Surrendering Some Control of Your Assets Required for Asset Protection Trust

Any trust that can help protect your assets from creditors requires that you surrender at least some control over those assets. This goes for an offshore trust; a so-called "domestic asset protection trust"; an irrevocable life insurance trust; and any other trust that gives you creditor protection. If you think about it, this is just common sense. If you retain full control over the assets in a trust, than a judge could order you to hand those assets over to a creditor who has a judgment against you. This is why a revocable grantor trust (frequently used for probate avoidance) provides no creditor protection. Such a trust may be useful to avoid probate, provide asset management, and for other purposes. But it is not going to protect your assets from a judgment creditor.
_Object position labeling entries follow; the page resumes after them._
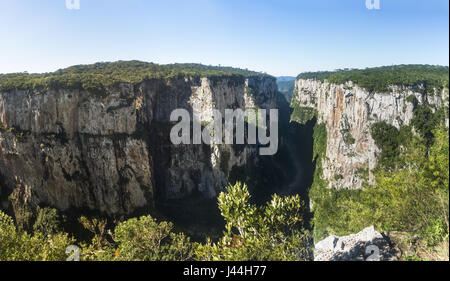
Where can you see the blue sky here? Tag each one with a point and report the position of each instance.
(280, 37)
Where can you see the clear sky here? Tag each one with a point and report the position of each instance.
(280, 37)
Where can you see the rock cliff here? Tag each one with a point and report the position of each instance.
(348, 111)
(367, 245)
(111, 152)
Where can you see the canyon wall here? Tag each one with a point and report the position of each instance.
(111, 153)
(348, 111)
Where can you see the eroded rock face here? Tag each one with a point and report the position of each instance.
(348, 112)
(367, 245)
(112, 153)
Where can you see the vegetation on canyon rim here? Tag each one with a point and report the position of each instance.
(425, 78)
(271, 232)
(409, 194)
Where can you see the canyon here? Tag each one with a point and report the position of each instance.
(111, 154)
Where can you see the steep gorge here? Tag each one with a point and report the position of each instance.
(110, 154)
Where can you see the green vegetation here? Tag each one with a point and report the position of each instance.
(271, 232)
(378, 79)
(286, 87)
(95, 77)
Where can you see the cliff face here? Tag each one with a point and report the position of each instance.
(348, 112)
(112, 153)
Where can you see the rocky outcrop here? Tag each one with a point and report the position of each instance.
(111, 153)
(367, 245)
(348, 112)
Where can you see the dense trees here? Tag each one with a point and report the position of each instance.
(411, 196)
(271, 232)
(95, 77)
(378, 79)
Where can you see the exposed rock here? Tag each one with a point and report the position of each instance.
(367, 245)
(348, 112)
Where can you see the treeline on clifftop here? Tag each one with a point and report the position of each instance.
(275, 231)
(95, 77)
(425, 78)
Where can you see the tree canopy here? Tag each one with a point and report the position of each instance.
(378, 79)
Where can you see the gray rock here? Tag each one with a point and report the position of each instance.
(367, 245)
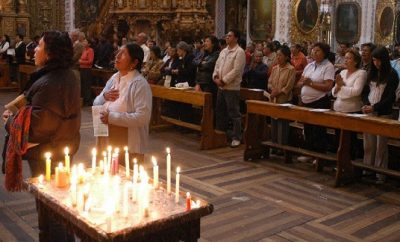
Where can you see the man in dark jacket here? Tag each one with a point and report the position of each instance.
(19, 58)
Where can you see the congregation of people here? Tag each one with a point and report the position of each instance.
(357, 81)
(362, 80)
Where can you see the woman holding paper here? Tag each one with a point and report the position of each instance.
(378, 97)
(347, 91)
(127, 101)
(52, 115)
(280, 85)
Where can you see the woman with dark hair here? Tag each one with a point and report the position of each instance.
(205, 69)
(126, 100)
(48, 122)
(186, 71)
(4, 45)
(171, 64)
(378, 97)
(316, 82)
(280, 85)
(256, 74)
(152, 69)
(349, 85)
(85, 66)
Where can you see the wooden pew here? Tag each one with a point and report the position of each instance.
(103, 74)
(209, 137)
(256, 148)
(4, 73)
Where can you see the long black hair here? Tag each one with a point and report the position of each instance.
(136, 53)
(214, 42)
(380, 76)
(58, 47)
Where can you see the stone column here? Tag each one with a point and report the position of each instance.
(220, 18)
(7, 6)
(22, 7)
(282, 21)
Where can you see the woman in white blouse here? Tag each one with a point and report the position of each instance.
(347, 91)
(127, 101)
(349, 85)
(4, 45)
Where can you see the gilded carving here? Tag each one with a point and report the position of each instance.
(384, 22)
(305, 28)
(159, 18)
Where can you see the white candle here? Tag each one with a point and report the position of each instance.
(144, 193)
(178, 169)
(117, 193)
(40, 180)
(57, 172)
(135, 179)
(48, 166)
(127, 172)
(73, 190)
(168, 170)
(155, 172)
(101, 165)
(67, 160)
(105, 158)
(109, 214)
(125, 203)
(94, 154)
(135, 171)
(109, 149)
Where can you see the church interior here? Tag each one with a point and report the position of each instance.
(318, 149)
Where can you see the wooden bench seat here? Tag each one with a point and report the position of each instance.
(255, 143)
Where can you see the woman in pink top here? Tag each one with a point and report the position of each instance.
(85, 66)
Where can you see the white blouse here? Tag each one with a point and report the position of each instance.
(121, 83)
(348, 99)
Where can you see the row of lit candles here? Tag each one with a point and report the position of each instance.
(60, 171)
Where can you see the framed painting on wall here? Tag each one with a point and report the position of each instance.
(348, 22)
(386, 20)
(397, 28)
(262, 19)
(306, 15)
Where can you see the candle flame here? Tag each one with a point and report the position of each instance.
(40, 179)
(47, 155)
(154, 160)
(66, 151)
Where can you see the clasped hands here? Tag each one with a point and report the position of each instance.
(110, 96)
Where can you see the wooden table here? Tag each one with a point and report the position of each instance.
(181, 225)
(255, 126)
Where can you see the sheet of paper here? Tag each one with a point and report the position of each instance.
(99, 128)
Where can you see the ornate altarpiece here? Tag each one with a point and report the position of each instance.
(162, 20)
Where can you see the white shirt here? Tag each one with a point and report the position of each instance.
(121, 84)
(317, 73)
(348, 99)
(375, 93)
(146, 52)
(4, 48)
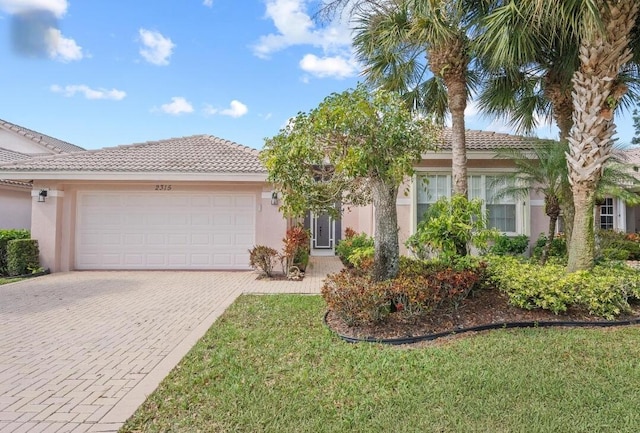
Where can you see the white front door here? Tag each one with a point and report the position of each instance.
(322, 234)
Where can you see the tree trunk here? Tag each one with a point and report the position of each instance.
(387, 251)
(568, 213)
(457, 103)
(551, 234)
(596, 93)
(449, 60)
(582, 243)
(552, 209)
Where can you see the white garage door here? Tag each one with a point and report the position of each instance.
(164, 230)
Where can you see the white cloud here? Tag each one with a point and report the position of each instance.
(156, 48)
(56, 7)
(178, 105)
(61, 48)
(88, 92)
(236, 109)
(336, 66)
(295, 27)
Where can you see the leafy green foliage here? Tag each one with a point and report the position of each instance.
(22, 256)
(329, 154)
(355, 148)
(449, 227)
(604, 291)
(295, 251)
(558, 247)
(420, 288)
(5, 237)
(262, 257)
(513, 246)
(346, 247)
(636, 125)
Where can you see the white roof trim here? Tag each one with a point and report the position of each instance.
(154, 177)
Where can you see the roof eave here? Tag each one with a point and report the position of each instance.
(134, 176)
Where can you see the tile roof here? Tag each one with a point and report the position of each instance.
(194, 154)
(632, 155)
(488, 140)
(51, 143)
(7, 155)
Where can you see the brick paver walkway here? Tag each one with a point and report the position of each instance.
(80, 351)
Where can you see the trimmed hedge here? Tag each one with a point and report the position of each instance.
(604, 291)
(5, 237)
(22, 257)
(420, 287)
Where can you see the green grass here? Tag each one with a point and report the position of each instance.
(270, 365)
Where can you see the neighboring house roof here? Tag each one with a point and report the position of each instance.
(7, 155)
(195, 154)
(53, 144)
(632, 156)
(488, 140)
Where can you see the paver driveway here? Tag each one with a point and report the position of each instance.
(80, 351)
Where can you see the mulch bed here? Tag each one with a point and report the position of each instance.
(488, 306)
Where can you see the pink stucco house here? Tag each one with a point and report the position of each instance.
(16, 144)
(201, 202)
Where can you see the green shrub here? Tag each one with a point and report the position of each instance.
(615, 245)
(5, 237)
(263, 258)
(22, 256)
(604, 291)
(558, 247)
(512, 246)
(356, 299)
(450, 227)
(420, 287)
(346, 247)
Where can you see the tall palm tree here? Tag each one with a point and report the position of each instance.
(543, 169)
(607, 35)
(422, 49)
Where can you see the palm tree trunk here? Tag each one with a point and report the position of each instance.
(457, 104)
(583, 242)
(596, 94)
(386, 256)
(551, 234)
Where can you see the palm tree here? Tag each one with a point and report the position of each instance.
(543, 169)
(422, 50)
(607, 34)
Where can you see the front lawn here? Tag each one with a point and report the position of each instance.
(269, 365)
Surrendering some control of your assets is not necessarily bad, as long as you are willing to do so. But each situation has to be analyzed separately. And, you must be very careful about who you are giving some control to. While this is a broad generalization, it should come as no surprise that the more control you give up, the better creditor protection you get. But surrendering control has its own risks, which should be considered very carefully.

Legitimate asset protection includes a balancing of risks and possible rewards. Always keep in mind that if a particular arrangement looks too good to be true, it probably is. 

Traditional Asset Protection Is Frequently the Best

There are many asset protection strategies, and the more expensive and complex ones are not always the best.  I like the comment made by Jay Adkisson (a nationally recognized asset protection planner) in the May 11, 2009 issue of Forbes Magazine.  He basically says the best ways are the old ways.

While that is a big generalization, there is a lot of truth in it.  Offshore trusts, so called "domestic asset protection trusts" (permitted by statute in states like Alaska and Nevada) and other more exotic asset protection techniques may all have their place --  given the right circumstances.  But for most executives, small business owners, physicians, and others in need of asset protection, more traditional devices should be considered first.  Simply dividing certain assets between spouses may be helpful.  Many  traditional trust arrangements, including an irrevocable life insurance trust (ILIT), can often provide significant protection.  So can one or more limited liability companies.  They are easy to set up and provide excellent protection when properly utilized.   Using a family limited liability company in conjunction with a revocable trust can be a relatively inexpensive way to protect assets, and potentially provide significant estate tax savings.

I advise clients to focus initially on traditional, relatively less expensive asset protection strategies.  If those appear inadequate, then consider other alternatives.  But do not start with the assumption that you need an offshore trust in order to reasonably protect your assets.  Many more ordinary arrangements may provide all the protection you reasonably need -- without many of the drawbacks of more complex arrangements.